The other robot--the University of Washington Applied Physics Laboratory's Seaglider--is propelled by buoyancy control and wing lift to alternately dive and climb along slanting glide paths. It dead reckons underwater between GPS navigation fixes it obtains at the surface, and so glides through a sequence of programmed waypoints. Seaglider has enough range to cross an entire ocean basin in missions that last months, all the while diving and rising between the surface and waters as deep as 3500 feet. It can be launched and recovered manually from a small boat, and so doesn't rely on costly ships for its deployment. Seaglider collects high resolution profiles of physical, chemical, and bio-optical properties of the ocean.

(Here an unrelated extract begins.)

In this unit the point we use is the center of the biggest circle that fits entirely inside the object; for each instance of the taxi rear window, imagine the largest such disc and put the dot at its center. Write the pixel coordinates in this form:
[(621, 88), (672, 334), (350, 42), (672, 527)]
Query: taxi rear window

The Office of Naval Research is interested in systems like Seaglider and the Slocum Glider because they offer the Navy and Marine Corps potential tools for collecting data about regions of the ocean necessary for mine countermeasures and other tasks important to expeditionary warfare. These systems represent advanced science and technology being developed to detect, identify, and classify mines in very shallow waters. They take advantage of recent advances in sensors, robotics, networking, and signal processing. Developed by teams of government, industry, and academic partners, the mine countermeasures technologies offer the prospect of ultimately reducing or eliminating the need for Sailors and Marines to enter the dangerous shallow waters just off shore in order to clear mines in preparation for expeditionary operations.